11,407. Speaking from the best of your recollection, can you say whereabouts in any of those piers or columns, not the supports, you first observed that any of those bars were too loose? – I cannot speak from recollection.

11,408. Were those loose bars within the high girders or without the high girders, or both? – They were both.

11,409. Did you examine the bars in order to see what was the matter with them, or whether they needed any repairs? – Yes.

11,410. Tell me what it was you found to be wrong with the bars on your examination of them? – I do not know whether I can explain it to you. I found that the cotters in coming together had got a little loose – there was not a sufficient width to get a good grip, and they had got a little loose.

11,416. How loose were they? – Had they been loose of course they would have been found at sight. We had to go and find out where this chattering motion took place, and then through the cotters to see which was loose, which showed me that they must have been just about as tight as this. In sounding them with a hammer we found that they were not tightened up sufficiently. In driving them home we found that they were scarcely wide enough to get a tight grip.

11,419. Did you find that you could drive them home tight easily with the hammer? – I found out that I could drive them home tight with the hammer on account that they were not wide enough in those places where I found them.

11,420. Then the cotters were too small for the slot-holes you think? – Yes, in those places.

11,421. No amount of driving would have made them catch each side of the slot-hole so as to make them tight? – Not properly.

11,422. Would any amount of driving have made them tight in the slot-hole in the first instance? – Not those cotters.

11,423. Then it comes to this – that from the outset those cotters were too small for those particular slots? – That is my opinion.

11,424. It was not careful work you think? – I should not think so.

11,425. Did you report what you had found to anybody? – No.

11,426. Why? – Because I thought I could remedy it.

11,431. What was the use of those cotters? – To tighten up the bracings.

11,432. What was the purpose of having the bracings tight? – To make the bridge stable.

11,438. But you thought it a sufficiently important thing to induce you at once to repair it? – Where I heard a noise from the jingling of the bars I tried to remedy it.

The answers were clarified in cross-examination, and more details of the location of the ‘chattering’ were forthcoming. The phenomenon was observed in all parts of the bridge, including the high girders, and was noticed when a train was passing.

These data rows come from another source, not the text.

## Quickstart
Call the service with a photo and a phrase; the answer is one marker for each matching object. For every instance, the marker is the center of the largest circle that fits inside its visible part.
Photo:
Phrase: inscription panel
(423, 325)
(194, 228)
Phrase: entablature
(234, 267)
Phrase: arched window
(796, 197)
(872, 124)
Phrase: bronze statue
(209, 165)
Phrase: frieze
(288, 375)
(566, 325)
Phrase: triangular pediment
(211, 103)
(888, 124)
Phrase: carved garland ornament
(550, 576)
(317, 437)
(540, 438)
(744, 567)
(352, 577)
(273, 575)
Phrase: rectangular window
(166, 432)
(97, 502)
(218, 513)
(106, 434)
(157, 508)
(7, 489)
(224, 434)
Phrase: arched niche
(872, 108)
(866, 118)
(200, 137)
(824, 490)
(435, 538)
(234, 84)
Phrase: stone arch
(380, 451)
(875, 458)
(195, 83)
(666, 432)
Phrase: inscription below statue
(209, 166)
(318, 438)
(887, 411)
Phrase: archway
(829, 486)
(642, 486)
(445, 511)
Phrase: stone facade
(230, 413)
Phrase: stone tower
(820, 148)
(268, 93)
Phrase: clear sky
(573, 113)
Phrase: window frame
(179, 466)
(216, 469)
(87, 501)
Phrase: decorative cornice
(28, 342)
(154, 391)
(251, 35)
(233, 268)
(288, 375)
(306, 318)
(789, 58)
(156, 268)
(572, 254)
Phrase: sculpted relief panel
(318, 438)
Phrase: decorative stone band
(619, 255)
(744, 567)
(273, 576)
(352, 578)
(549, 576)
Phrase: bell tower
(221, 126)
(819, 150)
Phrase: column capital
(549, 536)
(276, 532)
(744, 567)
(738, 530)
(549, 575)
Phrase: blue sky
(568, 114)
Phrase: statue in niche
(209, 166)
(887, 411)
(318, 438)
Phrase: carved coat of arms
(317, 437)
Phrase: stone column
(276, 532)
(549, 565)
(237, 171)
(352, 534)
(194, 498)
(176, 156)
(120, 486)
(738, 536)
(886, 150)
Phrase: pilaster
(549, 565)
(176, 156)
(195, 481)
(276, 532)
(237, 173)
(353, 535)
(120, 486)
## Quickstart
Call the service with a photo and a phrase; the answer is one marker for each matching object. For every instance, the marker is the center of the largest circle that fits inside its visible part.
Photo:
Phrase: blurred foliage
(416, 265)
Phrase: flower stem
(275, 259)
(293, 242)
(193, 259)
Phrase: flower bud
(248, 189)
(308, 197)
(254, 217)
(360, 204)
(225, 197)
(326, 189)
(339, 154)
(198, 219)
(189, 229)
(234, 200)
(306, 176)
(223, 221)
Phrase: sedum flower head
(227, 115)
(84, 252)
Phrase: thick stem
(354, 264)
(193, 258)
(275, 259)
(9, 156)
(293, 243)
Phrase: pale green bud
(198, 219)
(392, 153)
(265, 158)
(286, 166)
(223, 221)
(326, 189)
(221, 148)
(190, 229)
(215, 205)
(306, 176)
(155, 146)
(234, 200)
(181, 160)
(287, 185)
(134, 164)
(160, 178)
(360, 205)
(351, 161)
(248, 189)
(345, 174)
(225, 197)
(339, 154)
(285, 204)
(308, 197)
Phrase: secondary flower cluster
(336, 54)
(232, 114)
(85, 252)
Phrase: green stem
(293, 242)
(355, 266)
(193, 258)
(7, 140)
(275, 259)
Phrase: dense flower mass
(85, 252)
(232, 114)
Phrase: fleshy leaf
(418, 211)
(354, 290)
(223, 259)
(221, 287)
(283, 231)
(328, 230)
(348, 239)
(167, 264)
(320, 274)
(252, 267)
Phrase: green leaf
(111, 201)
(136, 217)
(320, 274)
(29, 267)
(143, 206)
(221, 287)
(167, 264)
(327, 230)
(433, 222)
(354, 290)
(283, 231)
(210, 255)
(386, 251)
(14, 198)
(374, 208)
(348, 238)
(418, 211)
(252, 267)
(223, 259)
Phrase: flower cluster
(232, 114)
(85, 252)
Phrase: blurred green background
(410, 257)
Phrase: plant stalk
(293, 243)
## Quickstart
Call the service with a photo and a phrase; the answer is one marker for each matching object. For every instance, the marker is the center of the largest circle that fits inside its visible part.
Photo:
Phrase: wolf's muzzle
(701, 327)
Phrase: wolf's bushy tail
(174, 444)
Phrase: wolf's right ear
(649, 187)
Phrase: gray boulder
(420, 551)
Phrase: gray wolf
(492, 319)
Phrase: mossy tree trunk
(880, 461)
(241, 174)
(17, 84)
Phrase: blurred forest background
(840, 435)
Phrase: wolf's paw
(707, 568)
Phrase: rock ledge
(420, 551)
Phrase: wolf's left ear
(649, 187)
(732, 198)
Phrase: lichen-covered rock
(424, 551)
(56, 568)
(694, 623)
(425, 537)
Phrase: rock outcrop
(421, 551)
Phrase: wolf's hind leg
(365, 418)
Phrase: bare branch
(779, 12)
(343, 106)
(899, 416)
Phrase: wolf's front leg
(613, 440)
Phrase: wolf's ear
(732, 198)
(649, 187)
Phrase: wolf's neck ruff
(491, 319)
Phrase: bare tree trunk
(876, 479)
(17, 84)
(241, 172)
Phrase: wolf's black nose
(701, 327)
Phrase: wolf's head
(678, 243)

Although Mr Noble was apparently not instructed to inspect the columns, he took it upon himself to investigate the problem and correct it. Although the tie bars were meant to be tensioned by hammering in the cotters, he found that the joints of more than 100 tie bars had become loose, presumably as a result of the movement of the bridge caused by passing trains and also perhaps by wind action against the superstructure.

He purchased lengths of wrought iron strip (0.5 × 0.25 inch in section) with which to pack the joints, and by hammering back the cotters, make them more secure. The exact number of joints so treated may actually have been rather greater than his first estimate, because the amount of iron bought could make more than 120 such shims. Much of the work had been done in late 1878, but continued into late 1879. He did not specify which joints he adjusted, although he did suggest they were ‘the third or fourth tier down’. Mr Law's evidence shows joints were also loose on the lowest tier as well, and had been jammed by Noble.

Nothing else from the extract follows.